Let C be a cube in $R^3$, $C=\{(x,y,z): 0\leq x,y,z,\leq 1\}$.
Find a reflection of a diagonal of a face with respect to a plane orthogonal to main diagonal.
I am trying to study Vector Calculus by myself and do not have a proper explanation of this question. I have checked a Wikipedia page, but there is no formulas on reflections... Please, give ma an idea how to solve this question.
It’s probably easiest to tackle this in two stages. First, find a formula for a reflection in a plane through the origin, then extend this to any parallel plane.
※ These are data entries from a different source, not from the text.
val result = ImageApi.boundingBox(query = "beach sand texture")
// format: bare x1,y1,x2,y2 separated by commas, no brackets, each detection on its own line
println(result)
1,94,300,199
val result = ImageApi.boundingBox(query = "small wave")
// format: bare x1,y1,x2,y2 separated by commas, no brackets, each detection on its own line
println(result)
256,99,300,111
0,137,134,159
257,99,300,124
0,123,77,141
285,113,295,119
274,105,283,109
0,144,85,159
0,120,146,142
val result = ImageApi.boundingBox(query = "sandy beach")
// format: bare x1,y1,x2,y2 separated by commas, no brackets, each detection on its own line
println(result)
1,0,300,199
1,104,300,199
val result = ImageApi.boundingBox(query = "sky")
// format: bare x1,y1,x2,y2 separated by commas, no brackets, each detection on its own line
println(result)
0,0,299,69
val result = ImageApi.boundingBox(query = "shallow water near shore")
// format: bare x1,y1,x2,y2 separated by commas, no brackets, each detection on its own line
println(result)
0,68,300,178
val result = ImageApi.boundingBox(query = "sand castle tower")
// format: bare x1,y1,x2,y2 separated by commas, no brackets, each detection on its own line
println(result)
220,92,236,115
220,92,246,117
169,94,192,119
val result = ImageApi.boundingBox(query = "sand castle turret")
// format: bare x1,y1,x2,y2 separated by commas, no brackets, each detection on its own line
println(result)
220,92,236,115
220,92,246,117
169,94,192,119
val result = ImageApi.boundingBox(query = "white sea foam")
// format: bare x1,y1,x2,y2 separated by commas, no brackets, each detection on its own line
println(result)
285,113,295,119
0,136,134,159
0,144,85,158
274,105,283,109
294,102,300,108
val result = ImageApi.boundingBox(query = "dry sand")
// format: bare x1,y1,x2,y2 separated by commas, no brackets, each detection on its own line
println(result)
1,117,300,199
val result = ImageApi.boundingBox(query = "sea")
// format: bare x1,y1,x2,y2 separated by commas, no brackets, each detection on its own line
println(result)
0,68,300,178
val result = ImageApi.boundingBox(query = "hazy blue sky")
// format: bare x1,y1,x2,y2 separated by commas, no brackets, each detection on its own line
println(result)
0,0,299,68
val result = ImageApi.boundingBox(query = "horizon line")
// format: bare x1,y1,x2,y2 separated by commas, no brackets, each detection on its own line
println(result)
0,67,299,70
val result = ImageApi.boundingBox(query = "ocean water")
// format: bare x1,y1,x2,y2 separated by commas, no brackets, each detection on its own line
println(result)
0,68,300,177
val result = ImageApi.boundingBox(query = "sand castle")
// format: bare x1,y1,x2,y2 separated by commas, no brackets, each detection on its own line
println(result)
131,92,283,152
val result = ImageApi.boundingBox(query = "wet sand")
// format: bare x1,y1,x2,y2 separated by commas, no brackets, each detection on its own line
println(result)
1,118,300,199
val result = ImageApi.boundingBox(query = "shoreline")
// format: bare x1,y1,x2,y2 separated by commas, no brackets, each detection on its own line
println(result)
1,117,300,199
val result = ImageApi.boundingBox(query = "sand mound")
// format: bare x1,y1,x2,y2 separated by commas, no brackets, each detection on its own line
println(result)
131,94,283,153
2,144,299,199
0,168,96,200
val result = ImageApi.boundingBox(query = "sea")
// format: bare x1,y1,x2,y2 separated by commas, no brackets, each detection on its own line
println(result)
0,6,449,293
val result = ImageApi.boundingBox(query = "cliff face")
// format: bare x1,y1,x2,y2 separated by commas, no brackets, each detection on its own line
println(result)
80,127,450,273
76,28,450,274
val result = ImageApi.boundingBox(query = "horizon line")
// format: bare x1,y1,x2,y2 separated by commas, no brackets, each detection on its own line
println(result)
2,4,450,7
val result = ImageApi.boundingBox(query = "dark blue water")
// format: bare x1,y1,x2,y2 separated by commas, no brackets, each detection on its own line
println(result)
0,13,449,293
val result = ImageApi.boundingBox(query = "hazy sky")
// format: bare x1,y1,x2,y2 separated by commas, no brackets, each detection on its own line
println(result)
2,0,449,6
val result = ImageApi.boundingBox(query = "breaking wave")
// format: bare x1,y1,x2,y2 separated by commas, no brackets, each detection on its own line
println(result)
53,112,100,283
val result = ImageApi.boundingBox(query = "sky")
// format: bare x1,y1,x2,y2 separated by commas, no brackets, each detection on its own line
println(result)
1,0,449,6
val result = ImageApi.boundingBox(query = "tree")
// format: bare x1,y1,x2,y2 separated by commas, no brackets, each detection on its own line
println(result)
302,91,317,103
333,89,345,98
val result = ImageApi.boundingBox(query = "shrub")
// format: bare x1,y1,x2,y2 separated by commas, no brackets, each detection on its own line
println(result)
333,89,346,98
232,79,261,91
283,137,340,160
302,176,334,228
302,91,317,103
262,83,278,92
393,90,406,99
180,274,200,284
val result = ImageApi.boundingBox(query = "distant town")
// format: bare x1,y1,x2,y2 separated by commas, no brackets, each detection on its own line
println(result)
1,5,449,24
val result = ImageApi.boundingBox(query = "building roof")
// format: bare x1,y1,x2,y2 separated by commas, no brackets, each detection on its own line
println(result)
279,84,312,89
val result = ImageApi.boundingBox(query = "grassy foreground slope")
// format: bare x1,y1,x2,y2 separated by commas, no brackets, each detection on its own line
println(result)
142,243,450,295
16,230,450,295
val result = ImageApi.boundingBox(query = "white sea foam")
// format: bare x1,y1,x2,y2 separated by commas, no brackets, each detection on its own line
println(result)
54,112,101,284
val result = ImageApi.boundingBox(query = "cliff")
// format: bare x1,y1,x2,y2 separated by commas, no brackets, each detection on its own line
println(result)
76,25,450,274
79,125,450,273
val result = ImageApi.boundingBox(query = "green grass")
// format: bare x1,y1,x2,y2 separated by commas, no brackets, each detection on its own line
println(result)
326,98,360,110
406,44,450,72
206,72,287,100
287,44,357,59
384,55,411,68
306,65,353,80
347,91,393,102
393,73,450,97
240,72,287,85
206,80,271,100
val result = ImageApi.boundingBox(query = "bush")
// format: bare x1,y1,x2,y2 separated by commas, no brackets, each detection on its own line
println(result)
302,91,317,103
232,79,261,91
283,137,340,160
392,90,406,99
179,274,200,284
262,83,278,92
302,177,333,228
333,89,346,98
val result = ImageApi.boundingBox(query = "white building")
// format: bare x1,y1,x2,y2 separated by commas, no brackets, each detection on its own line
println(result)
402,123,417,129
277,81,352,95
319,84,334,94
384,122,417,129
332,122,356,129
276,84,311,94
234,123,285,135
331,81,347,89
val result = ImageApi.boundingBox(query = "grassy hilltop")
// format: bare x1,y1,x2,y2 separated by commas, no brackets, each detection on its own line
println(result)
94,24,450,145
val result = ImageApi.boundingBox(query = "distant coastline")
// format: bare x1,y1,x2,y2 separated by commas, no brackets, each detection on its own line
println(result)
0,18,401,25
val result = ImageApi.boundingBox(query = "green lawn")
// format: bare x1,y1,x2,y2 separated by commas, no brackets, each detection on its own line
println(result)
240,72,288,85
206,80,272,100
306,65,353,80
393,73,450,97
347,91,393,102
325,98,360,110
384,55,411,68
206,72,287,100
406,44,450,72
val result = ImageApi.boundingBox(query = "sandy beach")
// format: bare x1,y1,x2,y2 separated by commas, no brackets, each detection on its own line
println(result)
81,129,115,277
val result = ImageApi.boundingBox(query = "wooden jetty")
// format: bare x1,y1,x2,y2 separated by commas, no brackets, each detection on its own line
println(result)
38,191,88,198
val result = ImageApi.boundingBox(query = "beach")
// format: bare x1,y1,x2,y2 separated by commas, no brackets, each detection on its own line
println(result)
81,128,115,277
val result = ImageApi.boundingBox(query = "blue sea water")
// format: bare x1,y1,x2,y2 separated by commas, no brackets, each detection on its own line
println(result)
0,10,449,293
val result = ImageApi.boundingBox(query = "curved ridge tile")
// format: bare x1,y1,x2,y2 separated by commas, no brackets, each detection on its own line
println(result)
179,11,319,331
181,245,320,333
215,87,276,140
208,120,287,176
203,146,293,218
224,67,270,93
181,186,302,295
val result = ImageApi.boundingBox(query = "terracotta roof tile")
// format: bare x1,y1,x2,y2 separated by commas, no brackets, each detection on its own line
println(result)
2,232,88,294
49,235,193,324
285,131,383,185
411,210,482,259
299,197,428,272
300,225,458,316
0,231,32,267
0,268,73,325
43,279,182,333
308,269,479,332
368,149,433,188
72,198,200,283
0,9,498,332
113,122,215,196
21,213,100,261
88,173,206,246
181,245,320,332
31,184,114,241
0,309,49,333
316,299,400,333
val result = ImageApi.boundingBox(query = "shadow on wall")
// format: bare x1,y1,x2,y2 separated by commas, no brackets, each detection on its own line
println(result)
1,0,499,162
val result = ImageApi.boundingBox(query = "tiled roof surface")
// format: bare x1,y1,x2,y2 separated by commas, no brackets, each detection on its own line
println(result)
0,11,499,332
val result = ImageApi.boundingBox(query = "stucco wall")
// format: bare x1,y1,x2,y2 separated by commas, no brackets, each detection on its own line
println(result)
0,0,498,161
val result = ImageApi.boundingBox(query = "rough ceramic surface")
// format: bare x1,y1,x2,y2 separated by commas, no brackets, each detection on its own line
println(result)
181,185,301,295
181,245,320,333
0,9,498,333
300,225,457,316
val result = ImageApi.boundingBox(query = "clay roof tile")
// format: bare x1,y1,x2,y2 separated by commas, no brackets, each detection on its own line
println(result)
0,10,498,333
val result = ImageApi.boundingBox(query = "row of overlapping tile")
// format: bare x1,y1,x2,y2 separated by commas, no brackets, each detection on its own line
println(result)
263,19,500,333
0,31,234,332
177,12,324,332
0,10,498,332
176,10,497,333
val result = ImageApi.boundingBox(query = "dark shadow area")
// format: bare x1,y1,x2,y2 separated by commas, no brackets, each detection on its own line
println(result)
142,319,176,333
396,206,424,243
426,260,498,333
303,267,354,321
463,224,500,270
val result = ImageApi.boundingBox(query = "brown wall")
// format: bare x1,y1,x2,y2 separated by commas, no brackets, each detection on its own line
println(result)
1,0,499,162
As explained in the article linked in the comments, if $\mathbf n$ is the normal to a plane through the origin, then the reflection of a vector $\mathbf v$ relative to this plane can be found by reversing the component of $\mathbf v$ parallel to $\mathbf n$, i,e, $$ R_0\mathbf v = \mathbf v - 2\pi_{\mathbf n}\mathbf v = \mathbf v - 2{\mathbf n\cdot\mathbf v\over\mathbf n\cdot\mathbf n}\mathbf n = \left(1-{\mathbf n\mathbf n^T\over\mathbf n^T\mathbf n}\right)\mathbf v.\tag{*}$$ An arbitrary plane with the same normal is just this plane through the origin shifted by some multiple $\alpha\mathbf n$ of the normal, so the general reflection can be accomplished by translating to the origin, reflecting, and then translating back: $$ R_\alpha\mathbf v = R_0(\mathbf v-\alpha\mathbf n)+\alpha\mathbf n = R_0\mathbf v+2\alpha\mathbf n$$ since $R_0\mathbf n=-\mathbf n$.
I’ll leave it to you to work out how to apply this to the endpoints of the cube’s diagonals. You could represent $R_\alpha$ by a single $4\times4$ matrix by passing to homogeneous coordinates, but that’s not really necessary here since equation (*) tells us that if we take $\mathbf n=(1,1,1)$ then we can compute the general reflection by reflecting relative to the plane through the origin and then adding $2\alpha$ to every coordinate.